Cession d’entreprise : le droit d’information préalable des salariés

Lors d’une cession de son fonds de commerce ou de la majorité des titres de sa société (actions ou parts sociales), le chef d’entreprise est dans l’obligation d’informer au préalable ses salariés. Qui est donc concerné par ce droit d’information ? Quelles sont ces obligations ? Comment ce droit fonctionne-t-il ?

« Le décret précisant les modalités d’application du nouveau droit d’information préalable des salariés en cas de vente de leur entreprise est le fruit d’une concertation menée depuis plusieurs semaines avec les organisations patronales et syndicales. Il précise les modalités d’application du nouveau droit d’information des salariés préalable à la vente de leur entreprise qui entre en vigueur le 1er novembre 2014. »

Qui est concerné ?

Le dispositif d’information des salariés s’impose aux catégories d'entreprises suivantes :

  • les entreprises qui n’ont pas l’obligation de mettre en place un comité d’entreprise
  • les entreprises de moins de 250 salariés, réalisant un CA annuel de moins de 50 millions d’euros et dont le bilan total n’excède pas 43 millions d’euros, et qui sont dans l’obligation de mettre en place un comité d’entreprise

Quant aux opérations concernées par le dispositif, ce sont essentiellement la vente :

  • D’un fonds de commerce
  • Ou d’une participation représentant plus de 50 % des parts sociales d'une société à responsabilité limitée ou, le cas échéant, d'actions ou valeurs mobilières dont le bloc donne accès à la majorité du capital d’une société par action

L’obligation d’information s’applique donc uniquement en cas de vente et selon l’article 1582 du code civil définissant la vente comme « une convention par laquelle l'un s'oblige à livrer une chose, et l'autre à la payer. ».

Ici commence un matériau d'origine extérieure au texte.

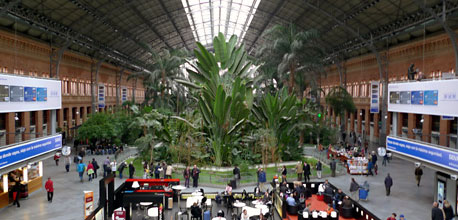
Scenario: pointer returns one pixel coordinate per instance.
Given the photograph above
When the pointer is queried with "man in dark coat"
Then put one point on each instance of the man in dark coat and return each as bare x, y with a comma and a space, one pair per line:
388, 184
195, 176
306, 169
436, 212
96, 167
131, 170
333, 166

A noter également, que le droit d’information des salariés ne s’applique pas

  • Aux ventes à un conjoint, un ascendant ou un descendant ;
  • Aux entreprises faisant l'objet d'une procédure de conciliation, de sauvegarde, de redressement ou de liquidation judiciaires
  • Si au cours des douze mois qui précèdent la vente, celle-ci a déjà fait l’objet d’une information en application de l’article 18 de la loi n°2014-856 du 31 juillet 2014 relative à l’économie sociale et solidaire.

Son fonctionnement

Seuls les salariés sous contrat de travail doivent être informés de la cession. Les apprentis et les personnes en congé maladie ou maternité sont également concernés par le dispositif mais pas les intérimaires ni les stagiaires.

Dans le cas d’une cession de fonds de commerce, l’exploitant est dans l’obligation d’informer les salariés. Dans le cas d’une cession de titres, il revient au représentant l’égal d’appliquer ce droit d’information des salariés.

L’information doit donc être communiquée aux salariés par tout moyen approprié (réunion d’information, affiche, courrier électronique…) Aussi, les salariés  informés du projet de cession  ont une obligation de discrétion, sous peine d’être sanctionnés.

Les délais minimum à respecter entre l’information des salariés et la réalisation de la cession dépendent de la taille de l’entreprise :

  • Dans les entreprises de moins de 50 salariés, un délai de deux mois minimum est nécessaire entre l’information des salariés et la réalisation de la cession. Une cession est toutefois réalisable avant l’extinction de ce délai lorsque chaque salarié indique qu’il ne souhaite pas présenter d’offre de rachat
  • Dans les entreprises d’au moins 50 salariés, les salariés doivent avoir été au plus tard en même temps que l’entreprise procède à la saisine du comité d’entreprise sur le projet prévoyant la cession.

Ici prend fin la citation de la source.